One of our advanced students recently put together an amazing matrix, linking the elements in the design she was doing for a client with the strategies that we had used for an exercise during the course. She shared the matrix to the learning group’s facebook page with this comment:
I would love feedback here as I struggled with even defining what the permaculture “Strategies” should be. I feel like there should be a defined set – and all designs should aim toward each strategy – almost like the Ethics and Principals. Am I on totally the wrong path?
This prompted me to write the following response, and because I know that this level of frustration is shared by many I thought I’d share it, with minor editing for context:
There are hundreds of strategies and not just the ones that we used during the course exercise. I would definitely include ‘protect, regenerate and restore wild places (zone 5) to the list of top strategies.
There can’t be a defined set because strategies are context dependant. The strategies for social permaculture will not necessarily be the same as the strategies for establishing a home system for example. Even with home systems, the strategies will vary with bioregions.
If it helps, the principles SHOULD be universal. The five in my macro pattern for all of the principles, which you can find here….
….were designed to be universal, but some of the others are definitely very specific to a context and in my view they should really be strategies. As an example, Rowe’s “bring food production back to cities” is clearly a strategy, not a principle, because it cannot be universally applied.
I find it useful to remember that permaculture is relatively young, and a soft system. I think of it as being much like a garden. It was started with some very clear ideas about what the originators were hoping to achieve but has since evolved to be so much more. It will keep evolving. Rowe Morrow resists even offering a clear definition because she believes it means different things to different people and we should all come up with our own definition!
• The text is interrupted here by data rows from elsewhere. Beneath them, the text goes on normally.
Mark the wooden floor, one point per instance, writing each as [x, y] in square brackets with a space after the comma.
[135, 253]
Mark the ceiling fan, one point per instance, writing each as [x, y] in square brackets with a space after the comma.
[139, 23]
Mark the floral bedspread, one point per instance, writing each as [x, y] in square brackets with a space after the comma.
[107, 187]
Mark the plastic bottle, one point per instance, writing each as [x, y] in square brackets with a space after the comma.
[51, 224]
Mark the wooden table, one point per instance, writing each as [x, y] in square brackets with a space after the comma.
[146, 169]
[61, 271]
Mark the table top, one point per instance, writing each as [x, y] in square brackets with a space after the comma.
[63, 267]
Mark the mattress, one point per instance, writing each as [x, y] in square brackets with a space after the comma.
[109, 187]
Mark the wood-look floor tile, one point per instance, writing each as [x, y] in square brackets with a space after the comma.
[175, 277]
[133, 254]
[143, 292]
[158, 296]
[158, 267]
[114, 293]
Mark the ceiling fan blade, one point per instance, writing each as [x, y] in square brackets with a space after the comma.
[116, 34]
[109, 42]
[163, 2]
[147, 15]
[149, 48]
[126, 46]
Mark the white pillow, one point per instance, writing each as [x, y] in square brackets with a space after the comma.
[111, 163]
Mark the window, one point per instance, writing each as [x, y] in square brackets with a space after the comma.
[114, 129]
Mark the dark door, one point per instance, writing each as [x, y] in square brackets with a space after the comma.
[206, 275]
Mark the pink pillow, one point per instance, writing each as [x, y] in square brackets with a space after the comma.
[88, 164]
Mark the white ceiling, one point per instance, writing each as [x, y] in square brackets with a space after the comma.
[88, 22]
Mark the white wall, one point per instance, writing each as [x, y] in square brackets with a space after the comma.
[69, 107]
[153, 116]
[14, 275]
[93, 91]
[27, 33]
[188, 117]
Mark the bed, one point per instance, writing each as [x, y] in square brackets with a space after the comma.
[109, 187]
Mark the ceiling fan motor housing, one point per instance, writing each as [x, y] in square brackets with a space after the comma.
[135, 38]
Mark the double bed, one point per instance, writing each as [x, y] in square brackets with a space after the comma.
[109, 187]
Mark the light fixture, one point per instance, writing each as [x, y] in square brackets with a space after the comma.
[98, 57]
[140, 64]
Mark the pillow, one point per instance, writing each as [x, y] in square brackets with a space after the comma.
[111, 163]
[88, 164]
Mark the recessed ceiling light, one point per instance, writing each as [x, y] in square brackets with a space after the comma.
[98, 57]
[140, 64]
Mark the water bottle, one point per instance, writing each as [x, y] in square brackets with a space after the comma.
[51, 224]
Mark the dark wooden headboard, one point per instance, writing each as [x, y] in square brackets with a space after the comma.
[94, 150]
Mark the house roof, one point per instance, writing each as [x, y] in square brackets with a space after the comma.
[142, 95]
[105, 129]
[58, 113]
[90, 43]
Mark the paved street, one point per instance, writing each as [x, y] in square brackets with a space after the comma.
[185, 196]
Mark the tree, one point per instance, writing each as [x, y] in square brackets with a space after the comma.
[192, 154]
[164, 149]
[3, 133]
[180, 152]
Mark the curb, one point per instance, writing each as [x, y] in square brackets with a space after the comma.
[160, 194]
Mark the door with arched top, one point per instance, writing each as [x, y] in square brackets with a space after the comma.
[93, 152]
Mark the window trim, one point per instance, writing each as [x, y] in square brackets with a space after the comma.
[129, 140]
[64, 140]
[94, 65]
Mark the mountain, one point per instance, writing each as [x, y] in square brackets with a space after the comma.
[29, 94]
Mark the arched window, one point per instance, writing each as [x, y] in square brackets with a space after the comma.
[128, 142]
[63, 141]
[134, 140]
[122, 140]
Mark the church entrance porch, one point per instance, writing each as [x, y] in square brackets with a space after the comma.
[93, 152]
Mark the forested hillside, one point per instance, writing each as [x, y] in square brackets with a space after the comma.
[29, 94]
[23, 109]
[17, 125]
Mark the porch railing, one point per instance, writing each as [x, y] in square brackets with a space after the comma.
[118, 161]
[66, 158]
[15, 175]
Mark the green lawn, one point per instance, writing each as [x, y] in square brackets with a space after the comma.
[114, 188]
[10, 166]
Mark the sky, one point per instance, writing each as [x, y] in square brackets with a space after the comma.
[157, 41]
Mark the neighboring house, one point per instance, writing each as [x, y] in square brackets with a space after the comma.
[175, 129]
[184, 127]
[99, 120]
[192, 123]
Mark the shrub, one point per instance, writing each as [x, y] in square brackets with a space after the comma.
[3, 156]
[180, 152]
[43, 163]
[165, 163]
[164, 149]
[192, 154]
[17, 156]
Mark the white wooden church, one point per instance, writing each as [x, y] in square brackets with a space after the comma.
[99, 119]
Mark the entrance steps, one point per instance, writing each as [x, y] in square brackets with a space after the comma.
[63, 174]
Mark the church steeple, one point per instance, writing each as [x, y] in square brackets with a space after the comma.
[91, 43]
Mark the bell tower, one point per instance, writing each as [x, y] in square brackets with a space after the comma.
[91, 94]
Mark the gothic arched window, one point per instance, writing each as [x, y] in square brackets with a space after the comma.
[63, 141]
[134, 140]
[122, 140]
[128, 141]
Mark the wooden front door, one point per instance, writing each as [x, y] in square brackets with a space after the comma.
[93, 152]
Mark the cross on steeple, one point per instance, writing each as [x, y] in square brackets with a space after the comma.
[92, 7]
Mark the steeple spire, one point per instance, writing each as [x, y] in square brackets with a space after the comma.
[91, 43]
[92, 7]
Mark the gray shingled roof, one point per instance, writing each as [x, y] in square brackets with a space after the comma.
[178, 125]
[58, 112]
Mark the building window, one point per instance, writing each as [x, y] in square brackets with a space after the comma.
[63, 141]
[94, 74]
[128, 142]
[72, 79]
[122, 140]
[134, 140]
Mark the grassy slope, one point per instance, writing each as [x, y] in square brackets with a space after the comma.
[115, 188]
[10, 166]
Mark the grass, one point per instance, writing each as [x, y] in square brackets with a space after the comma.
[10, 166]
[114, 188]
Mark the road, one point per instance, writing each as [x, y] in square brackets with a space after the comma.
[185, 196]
I disagree with her and wrote my definition to deliberately establish some clear goals, which were missing from the other commonly used definitions.
Permaculture is an ethically based design pattern for creating and evolving systems that increase biological health while providing for human needs
This looseness and lack of dogma in permaculture does some people’s heads in, but it’s a huge part of the appeal for me. I keep returning to the ethics and asking if I have finally come up with the best pattern for achieving them. So far, everything is still referred to as ‘my current favourite’ because I’m not done yet. I am encouraged by the observation that Bill Mollison kept redesigning the model right up until his death.
It took a long time for me to realise that this freedom to redesign is one of the great strengths of permaculture. It engages people in a way that dogma can’t. It is not received wisdom from on high but a living, breathing system that we get to co-create with others.
I have always admired the Jewish tradition of debating the bible rather than simple accepting it as doctrine. They belief is that the purpose of the Book is to serve as the foundation for engaging with faith and exploring it, rather than relying upon the interpretation of a patriarch, as most versions of the Christian church do.
While permaculture is not a religion it is a pattern that seeks to help us become better humans, and in that context it must always be evolving. There is no end goal to improvement. I like the idea of the permaculture model, as it exists at any point in time, being the basis for further debate and redesign.
In very broad terms, permaculture seeks to provide us with a pattern for evolving, but as evolution requires us to change, so the pattern must shift and adapt. For anyone with a systems thinking background this makes perfect sense. “How might we be better humans?” is what systems thinking refers to as a wicked problem. We can’t see a clear answer from here, and so we need to set some broad parameters and head off in what we hope is the right direction, learning and adjusting as we go.
I hope that my thinking and writing will contribute to the evolution of permaculture. I don’t seek to develop the best version of it, but I do seek to improve it and I encourage everyone to do the same.